The sedrah begins almost a year after the Exodus from Egypt, on Rosh Chodesh Nisan. After seven days of inaugurating the Mishkan (Tabernacle), Moshe instructed Aharon to bring two special offerings, an elevation offering (olah) and a sin offering (chatat). The people were also told to bring a chatat, two olah offerings and two peace offerings (shelamim). Aharon approached the altar (mizbeach), together with his sons, and they began the process of bringing these offerings.
Aharon and his sons finished the offerings, after which Aharon blessed the people with the priestly blessing. Moshe and Aharon then blessed the people that the Divine presence will rest upon them.
A fire came from heaven and consumed the offerings on the mizbeach. The people fell to the ground in awe of God. Nadav and Avihu, two of Aharon’s sons, brought an incense offering (ketoret) in a pan, which they had not been commanded to do. A fire descended from God, killing them instantly. Aharon was silent. Moshe asked two of their cousins to remove the bodies. Moshe told Aharon and his two surviving sons, Elazar and Itamar, not to display any mourning in public. God said to Aharon that no one is allowed to perform the service in the Mishkan when drunk.

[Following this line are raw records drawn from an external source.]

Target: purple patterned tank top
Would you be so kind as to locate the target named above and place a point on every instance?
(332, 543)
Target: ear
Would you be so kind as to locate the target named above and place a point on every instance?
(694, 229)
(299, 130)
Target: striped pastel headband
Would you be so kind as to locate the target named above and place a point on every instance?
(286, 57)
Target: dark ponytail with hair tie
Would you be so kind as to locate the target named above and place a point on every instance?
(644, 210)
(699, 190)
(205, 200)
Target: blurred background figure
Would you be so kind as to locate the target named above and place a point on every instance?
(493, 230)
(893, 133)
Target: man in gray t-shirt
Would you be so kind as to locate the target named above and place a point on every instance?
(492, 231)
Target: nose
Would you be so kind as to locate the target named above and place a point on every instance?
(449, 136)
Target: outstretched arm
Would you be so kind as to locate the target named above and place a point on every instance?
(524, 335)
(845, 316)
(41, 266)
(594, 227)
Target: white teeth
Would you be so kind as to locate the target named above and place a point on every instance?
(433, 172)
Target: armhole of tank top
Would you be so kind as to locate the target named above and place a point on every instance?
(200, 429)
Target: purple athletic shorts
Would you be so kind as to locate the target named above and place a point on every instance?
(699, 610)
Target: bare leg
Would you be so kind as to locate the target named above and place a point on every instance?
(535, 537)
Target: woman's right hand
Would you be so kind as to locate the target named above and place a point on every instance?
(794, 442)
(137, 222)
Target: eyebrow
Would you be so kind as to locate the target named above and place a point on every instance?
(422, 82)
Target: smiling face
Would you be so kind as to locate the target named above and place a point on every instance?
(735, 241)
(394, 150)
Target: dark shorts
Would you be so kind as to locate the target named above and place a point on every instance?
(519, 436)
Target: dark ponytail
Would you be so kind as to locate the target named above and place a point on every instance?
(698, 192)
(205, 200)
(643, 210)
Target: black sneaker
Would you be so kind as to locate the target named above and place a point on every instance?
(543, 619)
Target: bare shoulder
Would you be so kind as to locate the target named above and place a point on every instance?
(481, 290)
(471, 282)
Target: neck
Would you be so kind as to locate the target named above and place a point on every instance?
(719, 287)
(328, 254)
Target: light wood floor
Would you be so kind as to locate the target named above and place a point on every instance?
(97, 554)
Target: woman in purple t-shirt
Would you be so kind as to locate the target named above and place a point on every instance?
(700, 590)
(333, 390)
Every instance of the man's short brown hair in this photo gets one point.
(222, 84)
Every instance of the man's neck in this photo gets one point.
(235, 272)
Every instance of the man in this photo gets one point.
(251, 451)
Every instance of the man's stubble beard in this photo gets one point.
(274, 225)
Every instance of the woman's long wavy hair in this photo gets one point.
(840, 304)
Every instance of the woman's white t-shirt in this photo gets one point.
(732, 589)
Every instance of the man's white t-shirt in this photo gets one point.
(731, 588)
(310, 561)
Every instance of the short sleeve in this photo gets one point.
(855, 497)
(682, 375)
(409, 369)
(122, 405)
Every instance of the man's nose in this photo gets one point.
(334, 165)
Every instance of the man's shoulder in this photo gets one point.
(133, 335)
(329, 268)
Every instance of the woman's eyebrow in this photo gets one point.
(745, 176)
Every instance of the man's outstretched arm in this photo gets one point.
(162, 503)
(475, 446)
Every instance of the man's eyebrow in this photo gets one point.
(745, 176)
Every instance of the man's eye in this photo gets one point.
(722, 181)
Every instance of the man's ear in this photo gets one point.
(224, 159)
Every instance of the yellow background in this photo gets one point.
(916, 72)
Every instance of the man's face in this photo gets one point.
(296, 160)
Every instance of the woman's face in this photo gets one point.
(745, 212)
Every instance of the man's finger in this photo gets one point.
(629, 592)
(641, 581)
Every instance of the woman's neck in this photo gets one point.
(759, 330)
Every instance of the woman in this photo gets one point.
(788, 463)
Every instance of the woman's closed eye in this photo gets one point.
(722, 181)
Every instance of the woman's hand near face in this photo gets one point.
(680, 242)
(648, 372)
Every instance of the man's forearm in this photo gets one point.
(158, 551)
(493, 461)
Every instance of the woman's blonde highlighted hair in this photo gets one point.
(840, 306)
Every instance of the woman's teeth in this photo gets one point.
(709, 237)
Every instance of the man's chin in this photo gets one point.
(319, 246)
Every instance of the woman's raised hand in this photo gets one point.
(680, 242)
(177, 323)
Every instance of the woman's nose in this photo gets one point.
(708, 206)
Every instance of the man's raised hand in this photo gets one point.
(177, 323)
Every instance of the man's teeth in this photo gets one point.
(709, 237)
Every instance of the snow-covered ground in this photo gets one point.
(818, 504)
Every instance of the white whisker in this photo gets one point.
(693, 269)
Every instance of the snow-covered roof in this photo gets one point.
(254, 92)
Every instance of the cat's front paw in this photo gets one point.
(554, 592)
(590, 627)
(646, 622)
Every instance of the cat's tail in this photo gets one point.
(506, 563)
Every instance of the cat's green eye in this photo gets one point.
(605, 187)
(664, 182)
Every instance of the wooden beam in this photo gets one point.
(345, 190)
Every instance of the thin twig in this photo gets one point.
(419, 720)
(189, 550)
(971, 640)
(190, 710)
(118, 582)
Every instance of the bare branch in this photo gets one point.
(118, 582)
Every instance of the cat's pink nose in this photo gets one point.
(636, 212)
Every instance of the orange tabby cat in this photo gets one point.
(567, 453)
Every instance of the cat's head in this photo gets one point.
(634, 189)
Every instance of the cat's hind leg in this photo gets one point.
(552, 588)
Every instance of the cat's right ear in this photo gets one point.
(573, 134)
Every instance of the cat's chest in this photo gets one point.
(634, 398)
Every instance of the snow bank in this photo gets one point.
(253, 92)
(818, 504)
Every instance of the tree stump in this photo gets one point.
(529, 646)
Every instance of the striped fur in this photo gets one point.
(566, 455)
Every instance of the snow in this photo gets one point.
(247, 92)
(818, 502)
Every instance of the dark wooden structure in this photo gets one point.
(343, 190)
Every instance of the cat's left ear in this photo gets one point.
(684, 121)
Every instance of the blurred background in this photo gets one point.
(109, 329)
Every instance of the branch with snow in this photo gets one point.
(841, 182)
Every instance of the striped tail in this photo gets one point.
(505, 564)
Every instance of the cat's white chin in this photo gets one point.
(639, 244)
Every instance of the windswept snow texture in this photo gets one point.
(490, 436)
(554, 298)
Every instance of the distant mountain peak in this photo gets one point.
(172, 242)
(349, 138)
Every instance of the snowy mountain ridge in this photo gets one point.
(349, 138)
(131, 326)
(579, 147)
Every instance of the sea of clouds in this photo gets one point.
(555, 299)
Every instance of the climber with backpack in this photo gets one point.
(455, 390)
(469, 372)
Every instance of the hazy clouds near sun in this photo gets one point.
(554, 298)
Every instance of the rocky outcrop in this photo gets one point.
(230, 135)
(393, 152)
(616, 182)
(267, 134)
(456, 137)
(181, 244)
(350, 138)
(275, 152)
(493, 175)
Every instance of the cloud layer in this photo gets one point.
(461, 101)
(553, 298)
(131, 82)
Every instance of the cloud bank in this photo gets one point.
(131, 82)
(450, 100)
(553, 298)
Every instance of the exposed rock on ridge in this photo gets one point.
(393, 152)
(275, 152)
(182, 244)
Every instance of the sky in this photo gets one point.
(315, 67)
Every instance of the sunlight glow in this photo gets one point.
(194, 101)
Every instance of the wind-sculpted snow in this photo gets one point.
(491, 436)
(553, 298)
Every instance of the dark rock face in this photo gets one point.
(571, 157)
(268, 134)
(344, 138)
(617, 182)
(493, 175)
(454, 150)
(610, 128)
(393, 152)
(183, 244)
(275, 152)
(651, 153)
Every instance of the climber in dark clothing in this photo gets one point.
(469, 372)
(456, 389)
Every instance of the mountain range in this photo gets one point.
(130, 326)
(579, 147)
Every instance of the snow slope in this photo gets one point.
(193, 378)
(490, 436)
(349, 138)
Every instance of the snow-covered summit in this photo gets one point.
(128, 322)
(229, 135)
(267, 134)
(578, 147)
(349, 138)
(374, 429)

Moshe told Aharon and his sons to eat the remaining parts of a special meal offering (mincha) that they themselves had brought that day, as well as parts of the shelamim offering which they had also brought.
Moshe criticised Elazar and Itamar (Aharon’s other sons) for burning one of the chatat offerings instead of eating parts of it. Aharon defended their actions, based on their status as mourners. Moshe accepted Aharon’s justification.
God taught Moshe and Aharon some of the laws of kashrut. Only an animal with completely split hooves and which chews the cud is kosher. Therefore, animals like the camel and pig, which have only one of these characteristics, are forbidden. Fish are only kosher if they have both fins and scales. The Torah lists forbidden birds by name. Flying insects are also prohibited food, with limited exceptions (that are today difficult to identify). Kosher animals that die without proper slaughter (shechitah), as well as dead non-kosher animals, transmit ritual impurity (tumah) to one who touches them.
The Torah lists some basic laws of how certain utensils can become impure (tameh) and how they need to be treated thereafter. All creeping insects are forbidden to eat. Keeping these laws allows a person to become sanctified and holy.